Ce type de question se pose sous le poids de lactualite. Comme beaucoup dautres documents religieux, le Coran comporte, naturellement, d’la violence. Mais les parties violentes de lAncien Testament ne sont jamais moins developpees. Notre demarche est dhistoriciser ces informations conjoncturelles. Un post appartient a le epoque et a la place dans lequel il a emerge. Vouloir trouver, pourquoi pas, du feminisme ou de lantifeminisme au Coran ou lAncien Testament est 1 anachronisme. La ti?che de contextualisation, nous le repetons, est fondamental. Ce qui est critiquable, cest daccepter le Coran tel 1 bien dogmatique absolu, valable en tout moment et en tout lieu. Le point crucial a votre propos nest nullement le propos lui-meme mais la maniere dont c’est lu.
La publication de cet ouvrage reste, dites-vous, une entreprise civique. Pourquoi ?
Parmi les difficultes rencontrees dans Divers milieux musulmans, on voit l’absence d’une vision distanciee des trucs de la foi et la dimension absolue accordee a bien cela touche la religion. L’histoire occidentale a, elle, abouti a une prise de distance critique ; ia n’existe pas encore en islam. En tant qu’historiens, nous essayons d’introduire – nous ne sommes nullement les premiers a le faire – la dimension historico-critique d’une maniere tres documentee. Notre demarche nous parait important afin d’apaiser nos sentiments exacerbes tant du cote des croyants ayant un propos apologetique [de defense en religion] que celui de leurs adversaires qui tiennent, eux, des propos polemiques.
Les incomprehensions existent de part et dautre.
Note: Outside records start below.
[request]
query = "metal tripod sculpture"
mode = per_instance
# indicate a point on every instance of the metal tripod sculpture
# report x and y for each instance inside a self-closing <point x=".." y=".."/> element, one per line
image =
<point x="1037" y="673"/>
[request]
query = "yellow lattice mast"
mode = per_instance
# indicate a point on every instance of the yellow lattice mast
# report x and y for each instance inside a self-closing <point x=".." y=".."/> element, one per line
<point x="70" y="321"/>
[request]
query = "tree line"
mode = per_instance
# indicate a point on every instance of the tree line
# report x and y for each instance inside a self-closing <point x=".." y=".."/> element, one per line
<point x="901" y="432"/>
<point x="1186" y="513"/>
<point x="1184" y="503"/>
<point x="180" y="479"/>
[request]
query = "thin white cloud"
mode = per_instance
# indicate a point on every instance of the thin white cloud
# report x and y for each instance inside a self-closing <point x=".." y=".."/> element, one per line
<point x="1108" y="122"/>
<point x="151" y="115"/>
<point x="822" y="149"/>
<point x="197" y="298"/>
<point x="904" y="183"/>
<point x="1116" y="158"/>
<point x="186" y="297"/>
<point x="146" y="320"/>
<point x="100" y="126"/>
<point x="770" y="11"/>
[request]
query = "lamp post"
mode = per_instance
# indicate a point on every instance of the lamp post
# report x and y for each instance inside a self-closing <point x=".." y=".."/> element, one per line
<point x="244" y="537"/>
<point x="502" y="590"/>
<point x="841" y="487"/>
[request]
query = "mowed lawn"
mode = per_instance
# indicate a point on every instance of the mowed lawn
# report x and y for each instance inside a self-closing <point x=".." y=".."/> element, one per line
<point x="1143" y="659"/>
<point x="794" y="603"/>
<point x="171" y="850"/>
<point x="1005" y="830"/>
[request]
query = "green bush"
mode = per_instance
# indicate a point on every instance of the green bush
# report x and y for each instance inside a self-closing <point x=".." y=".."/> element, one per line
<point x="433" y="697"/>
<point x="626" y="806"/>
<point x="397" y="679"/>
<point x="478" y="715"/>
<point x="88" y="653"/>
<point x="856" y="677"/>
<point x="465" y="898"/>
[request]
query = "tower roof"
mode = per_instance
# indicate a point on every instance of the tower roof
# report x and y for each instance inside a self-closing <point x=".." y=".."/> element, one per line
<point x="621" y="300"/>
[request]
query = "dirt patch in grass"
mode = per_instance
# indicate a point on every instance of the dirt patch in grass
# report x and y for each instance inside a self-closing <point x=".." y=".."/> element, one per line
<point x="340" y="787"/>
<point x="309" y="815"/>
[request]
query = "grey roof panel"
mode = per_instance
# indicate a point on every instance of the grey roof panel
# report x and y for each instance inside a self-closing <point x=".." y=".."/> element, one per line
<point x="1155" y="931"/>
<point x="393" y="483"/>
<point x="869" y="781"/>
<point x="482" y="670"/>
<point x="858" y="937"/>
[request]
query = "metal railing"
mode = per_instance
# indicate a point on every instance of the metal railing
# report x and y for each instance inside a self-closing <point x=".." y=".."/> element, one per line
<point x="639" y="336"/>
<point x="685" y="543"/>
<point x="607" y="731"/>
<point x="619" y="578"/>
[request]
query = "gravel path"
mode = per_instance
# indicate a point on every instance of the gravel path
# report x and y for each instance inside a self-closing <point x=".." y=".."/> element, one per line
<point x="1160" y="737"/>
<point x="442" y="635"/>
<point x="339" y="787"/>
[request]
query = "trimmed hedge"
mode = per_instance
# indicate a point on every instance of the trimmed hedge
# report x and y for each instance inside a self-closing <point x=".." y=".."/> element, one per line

Ces lectures operent sans methode et sans approfondissement. Elles prennent ce quelles souhaitent dans le propos et ninterrogent nullement sa complexite, parfois meme son ambiguite bumble tarif et le obscurite. Ce que nous proposons est une respiration intellectuelle, une prise de distance, une comprehension du propos fondee via une vision scientifique qui possi?de deja fera ses preuves, lexperimentation dune reflexion froide i propos des difficultes du Coran. Cest une lecture lente et depassionnee. J’ai prise de distance permet deviter ce que lon veut faire penser au Coran ou votre quon souhaite lui Realiser Realiser, tant du cote apologetique que polemique ou l’article sert le moins rarement de pretexte.